In [1]:
# Standard library imports
import warnings

# Third-party library imports
import numpy as np
import pandas as pd
from sklearn.feature_extraction.text import TfidfVectorizer
from sklearn.model_selection import train_test_split, StratifiedKFold
from xgboost import XGBClassifier
from sklearn.metrics import (
    mean_absolute_error, classification_report, r2_score, 
    accuracy_score, confusion_matrix, roc_auc_score, roc_curve, auc
)
from sklearn.preprocessing import label_binarize
from itertools import cycle
import matplotlib.pyplot as plt

# Suppress warnings
warnings.filterwarnings('ignore')


In [2]:
sp500 = pd.read_csv('S&P Entity Ratings.csv')
audit = pd.read_excel('Critical Audit Mapped.xlsx')
df = sp500.merge(audit, how = 'outer', on='gvkey')
df = df.drop_duplicates(subset='gvkey', keep='last')
df['audit'] = df['TITLE'] + '. ' + df['DESCRIPTION'] + ' ' + df['RESPONSE']
df = df[['ratingsymbol','audit']]
df = df.dropna().reset_index(drop=True)

In [3]:
df

Unnamed: 0,ratingsymbol,audit
0,BBB+,Regulatory Accounting -- Impact of Rate Regula...
1,BB-,Valuation of the allowance for loan losses.
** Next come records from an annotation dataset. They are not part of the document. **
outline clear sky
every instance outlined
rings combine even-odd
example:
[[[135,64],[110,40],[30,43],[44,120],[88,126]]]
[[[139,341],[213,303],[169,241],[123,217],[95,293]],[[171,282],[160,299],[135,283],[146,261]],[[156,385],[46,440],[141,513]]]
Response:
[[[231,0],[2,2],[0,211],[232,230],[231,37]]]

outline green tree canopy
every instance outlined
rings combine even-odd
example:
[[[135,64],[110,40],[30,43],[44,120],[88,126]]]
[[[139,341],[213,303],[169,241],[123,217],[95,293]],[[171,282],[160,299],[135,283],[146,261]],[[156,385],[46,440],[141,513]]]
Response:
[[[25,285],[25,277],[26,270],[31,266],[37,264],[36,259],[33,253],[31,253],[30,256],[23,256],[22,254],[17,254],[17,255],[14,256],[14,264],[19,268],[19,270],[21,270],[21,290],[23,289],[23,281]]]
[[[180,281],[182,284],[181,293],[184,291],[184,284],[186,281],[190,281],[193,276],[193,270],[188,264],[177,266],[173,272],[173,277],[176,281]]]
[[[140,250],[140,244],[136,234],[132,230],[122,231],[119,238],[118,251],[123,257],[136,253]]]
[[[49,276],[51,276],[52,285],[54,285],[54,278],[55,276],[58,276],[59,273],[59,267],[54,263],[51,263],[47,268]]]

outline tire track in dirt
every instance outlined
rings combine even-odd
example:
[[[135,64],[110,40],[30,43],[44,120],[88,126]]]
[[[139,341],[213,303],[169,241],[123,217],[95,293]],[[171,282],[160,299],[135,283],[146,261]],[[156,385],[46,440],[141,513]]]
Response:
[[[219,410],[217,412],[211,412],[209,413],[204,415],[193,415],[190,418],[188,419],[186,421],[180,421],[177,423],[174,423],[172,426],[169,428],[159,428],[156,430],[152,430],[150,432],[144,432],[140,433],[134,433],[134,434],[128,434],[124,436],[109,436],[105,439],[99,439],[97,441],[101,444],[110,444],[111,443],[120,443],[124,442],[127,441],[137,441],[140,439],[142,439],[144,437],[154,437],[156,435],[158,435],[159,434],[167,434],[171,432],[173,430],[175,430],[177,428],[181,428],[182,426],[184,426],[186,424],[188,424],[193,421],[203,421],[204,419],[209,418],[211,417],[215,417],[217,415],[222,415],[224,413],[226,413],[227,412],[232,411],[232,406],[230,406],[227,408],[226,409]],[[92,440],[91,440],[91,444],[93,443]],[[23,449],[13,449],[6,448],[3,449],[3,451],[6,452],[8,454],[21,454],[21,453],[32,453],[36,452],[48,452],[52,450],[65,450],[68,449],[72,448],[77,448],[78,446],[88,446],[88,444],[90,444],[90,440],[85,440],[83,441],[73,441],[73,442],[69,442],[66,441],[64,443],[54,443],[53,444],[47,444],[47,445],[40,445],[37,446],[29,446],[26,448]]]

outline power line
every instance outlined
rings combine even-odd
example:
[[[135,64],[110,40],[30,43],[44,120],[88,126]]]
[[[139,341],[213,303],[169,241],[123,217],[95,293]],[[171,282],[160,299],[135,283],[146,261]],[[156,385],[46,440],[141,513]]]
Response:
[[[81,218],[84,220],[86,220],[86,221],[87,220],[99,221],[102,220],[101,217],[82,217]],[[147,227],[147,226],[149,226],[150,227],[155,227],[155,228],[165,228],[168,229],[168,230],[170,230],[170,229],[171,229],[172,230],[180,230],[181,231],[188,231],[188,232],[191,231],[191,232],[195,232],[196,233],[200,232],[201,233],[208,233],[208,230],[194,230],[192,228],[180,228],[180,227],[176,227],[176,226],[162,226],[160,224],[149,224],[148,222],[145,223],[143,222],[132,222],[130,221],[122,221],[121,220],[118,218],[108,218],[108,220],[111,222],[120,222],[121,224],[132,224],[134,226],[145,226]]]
De...
2,AA-,Income taxes - Unrecognized tax benefits. Desc...
3,A-,Estimate of the future policy benefits for ter...
4,BB-,Impairment Assessment - Goodwill In the Energy...
...,...,...
627,BB+,Recoverability of goodwill for the Canadian an...
628,B+,Valuation of Inventories. As described in Note...
629,B-,Goodwill and trade name indefinite-lived intan...
630,B+,Empire wholesale fuel supply contracts. As des...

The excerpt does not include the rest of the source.